As described above, the ignition device according to the present invention is configured to monitor the form of the induced voltage in the primary winding T1 and stop the operation of the ignition circuit by reversing the potential relationship corresponding to this change in form. The operation is reliable, which results in safer operation of the internal combustion engine.

In addition, its circuit configuration includes a semiconductor switching element 4, a resistor R6, and a second
Since the structure is simply an addition of a series circuit with capacitor C2, the circuit configuration is not only simple but also inexpensive to manufacture, and the present invention can be easily implemented in existing ignition circuits. You can.

Furthermore, since the function of the device according to the present invention is activated when an induced voltage is generated in the primary winding T1, it will be activated as soon as an illegal reversing operation occurs in the internal combustion engine. This means that the internal combustion engine can be stopped with almost no adverse effects caused by reverse rotation of the internal combustion engine.

As is clear from the above description, the ignition device according to the present invention has a simple structure, so it is easy to manufacture and can be manufactured at low cost, and its reversal prevention function is accurate and reliable. Since this is achieved automatically, it exhibits many excellent effects such as being able to operate the internal combustion engine extremely safely.

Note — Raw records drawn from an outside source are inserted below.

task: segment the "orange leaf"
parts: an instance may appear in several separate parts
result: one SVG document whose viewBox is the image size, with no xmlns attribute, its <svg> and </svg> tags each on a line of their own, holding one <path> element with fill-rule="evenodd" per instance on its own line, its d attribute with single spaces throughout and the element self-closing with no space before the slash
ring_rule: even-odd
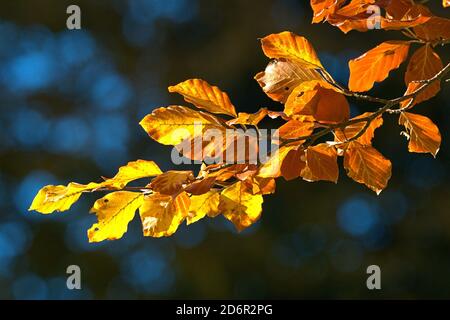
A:
<svg viewBox="0 0 450 320">
<path fill-rule="evenodd" d="M 391 161 L 371 146 L 352 143 L 344 153 L 344 168 L 347 175 L 363 183 L 377 194 L 386 188 L 392 174 Z"/>
<path fill-rule="evenodd" d="M 256 113 L 239 112 L 237 118 L 227 121 L 228 125 L 243 124 L 257 126 L 268 114 L 267 108 L 261 108 Z"/>
<path fill-rule="evenodd" d="M 170 86 L 169 92 L 181 94 L 184 96 L 184 100 L 197 108 L 236 117 L 236 111 L 228 95 L 204 80 L 190 79 L 181 82 L 176 86 Z"/>
<path fill-rule="evenodd" d="M 397 69 L 408 56 L 409 43 L 406 41 L 383 42 L 359 58 L 349 62 L 349 88 L 354 92 L 372 89 L 375 82 L 382 82 L 389 72 Z"/>
<path fill-rule="evenodd" d="M 292 32 L 271 34 L 261 39 L 261 44 L 269 58 L 293 60 L 309 69 L 323 68 L 311 43 Z"/>
<path fill-rule="evenodd" d="M 306 165 L 305 160 L 305 150 L 302 148 L 290 150 L 280 167 L 280 173 L 283 178 L 289 181 L 300 177 Z"/>
<path fill-rule="evenodd" d="M 311 0 L 311 8 L 314 11 L 313 23 L 322 22 L 329 14 L 334 13 L 345 0 Z"/>
<path fill-rule="evenodd" d="M 367 118 L 372 115 L 371 112 L 363 113 L 352 120 L 357 120 L 361 118 Z M 366 121 L 361 121 L 357 123 L 353 123 L 345 127 L 345 129 L 338 128 L 334 131 L 335 141 L 336 142 L 346 142 L 348 140 L 353 140 L 366 126 Z M 383 118 L 381 116 L 376 117 L 372 120 L 367 127 L 366 131 L 356 139 L 362 145 L 371 145 L 372 139 L 375 135 L 375 130 L 383 125 Z"/>
<path fill-rule="evenodd" d="M 406 90 L 405 95 L 415 92 L 423 85 L 422 83 L 415 81 L 431 79 L 441 71 L 443 67 L 441 58 L 433 50 L 431 45 L 427 44 L 417 49 L 411 57 L 406 70 L 405 83 L 408 86 L 408 89 Z M 415 98 L 413 105 L 431 99 L 439 92 L 439 90 L 441 90 L 441 84 L 439 81 L 435 81 Z M 404 101 L 402 106 L 406 106 L 410 101 L 411 100 Z"/>
<path fill-rule="evenodd" d="M 150 188 L 163 195 L 174 195 L 193 179 L 192 171 L 167 171 L 154 178 Z"/>
<path fill-rule="evenodd" d="M 429 118 L 402 112 L 399 124 L 406 128 L 409 152 L 431 153 L 436 157 L 441 146 L 441 134 L 439 128 Z"/>
<path fill-rule="evenodd" d="M 272 100 L 282 103 L 286 102 L 292 90 L 302 82 L 320 79 L 322 76 L 317 70 L 286 59 L 271 61 L 264 72 L 255 76 L 264 92 Z"/>
<path fill-rule="evenodd" d="M 350 106 L 345 96 L 324 81 L 299 85 L 289 96 L 284 112 L 289 115 L 312 116 L 323 123 L 348 120 Z"/>
<path fill-rule="evenodd" d="M 182 106 L 158 108 L 139 124 L 152 139 L 172 146 L 202 135 L 208 129 L 225 131 L 226 128 L 213 115 Z"/>
<path fill-rule="evenodd" d="M 339 167 L 336 149 L 327 143 L 309 147 L 306 150 L 306 167 L 301 175 L 310 182 L 324 180 L 337 183 Z"/>
<path fill-rule="evenodd" d="M 281 139 L 297 139 L 309 136 L 314 130 L 313 122 L 289 120 L 280 128 L 278 134 Z"/>
</svg>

[Brief explanation of the drawing]

1 to 4 are electrical circuit diagrams showing embodiments of the present invention. FIG. 4 shows an example in which an ordinary transistor is used as a semiconductor switching element. Figures 5 to 8
The figures are voltage waveform diagrams for explaining the operation of the device of the present invention. Figures 5 and 6 show the state when the internal combustion engine is normally operating, and Figures 7 and 8 show the state when the internal combustion engine is normally operating. shows the state when the internal combustion engine is driven in the opposite direction. Explanation of symbols: 1; transistor; 2; transistor circuit; 3; transistor; 4; semiconductor switching element; R1, R2, R3, R4, R5, R
6, R7, R8, R9; Resistor, C1, C2; Capacitor, V1, V2, V3; Voltage, v1, v
2, v3; voltage.

Claims (1)

[Claims] 1 1 of the ignition coil with the plug connected to the secondary winding
A series circuit of a first resistor having a high resistance value, a transistor, and a first capacitor is connected between both terminals of the next winding;
A series circuit of a transistor circuit and a second resistor with a low resistance value, and a series circuit of a third resistor with a high resistance value and a silicon-controlled rectifier with a gate circuit inserted and connected between the gate and cathode are connected in parallel. The base of the transistor is connected to the emitter of the transistor circuit connected to the second resistor, and the collector of the transistor connected to the first resistor is connected to the gate of the silicon-controlled rectifying element, A base is connected to the anode of a silicon-controlled rectifying element connected to the third resistor, a semiconductor switching element with a control terminal is connected in parallel with the gate circuit, and a first capacitor is connected to the emitter of the transistor. An ignition device for an internal combustion engine comprising a series circuit connected in parallel with a resistor and a second capacitor inserted and connected between the control terminal and the cathode terminal of the semiconductor switching element with a control terminal.